A prorrogação do auxílio emergencial, que deve ter o valor da parcela reduzido dos atuais R$ 600 por R$ 200, vai gerar custo de R$ 17 bilhões por mês, disse o secretário especial de Fazenda do Ministério da Economia, Waldery Rodrigues Junior, em audiência virtual da Comissão Mista destinada a acompanhar a situação fiscal e a execução orçamentária e financeira das medidas relacionadas ao coronavírus (Covid-19).

Em tempos de pandemia, o auxílio emergencial está sendo pago a trabalhadores informais, microempreendedores individuais, autônomos e desempregados.

De acordo com o secretário, atualmente, os gastos do governo com o pagamento do benefício estão em torno R$ 152 bilhões, uma média de aproximadamente R$ 51,5 bilhões por mês.

A possível mudança no valor vem junto com a informação de que o auxílio pode se tornar na prática um empréstimo: por conta de uma mudança feita pelo Senado e sancionada pelo presidente Bolsonaro (sem partido), quem receber ao longo de 2020 um montante total acima do limite de isenção do Imposto de Renda (IR) terá que devolver integralmente em 2021 o auxílio que recebeu, inclusive o dos dependentes.

As parcelas do auxílio não entram no cálculo da renda anual. Na prática, a alteração significa que o autônomo que conseguir alavancar seus negócios após a pandemia terá de devolver o dinheiro do auxílio emergencial.

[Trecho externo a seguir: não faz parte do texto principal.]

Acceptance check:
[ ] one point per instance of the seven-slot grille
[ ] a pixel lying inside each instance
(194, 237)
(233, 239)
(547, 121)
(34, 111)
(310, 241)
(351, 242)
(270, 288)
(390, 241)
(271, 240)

A Receita Federal afirmou que "está em estudo como a medida será operacionalizada".

“É um programa extremamente importante, mas é caro, é um programa que, colocado em perspectiva, tem-se que analisar a efetividade e o custo dele. Então, pode haver, sim, prorrogação. Uma prorrogação, por exemplo, de R$ 200 vai implicar um custo, por mês, de aproximadamente R$ 17 bilhões. Portanto, nós estamos com atenção e queremos, com cada movimento, dar prioridade às camadas mais vulneráveis, aos segmentos mais vulneráveis da população”, disse Waldery.

De acordo com o secretário, “muito provavelmente” o auxílio será prorrogado, mas o valor a ser pago terá como referência o programa Bolsa Família, que custa menos para os cofres públicos – R$ 29 bilhões, por mês.

Ele disse ainda que o auxílio não deve ser prorrogado por muito tempo. “Não cabe uma extensão muito prolongada nas nossas contas”, afirmou.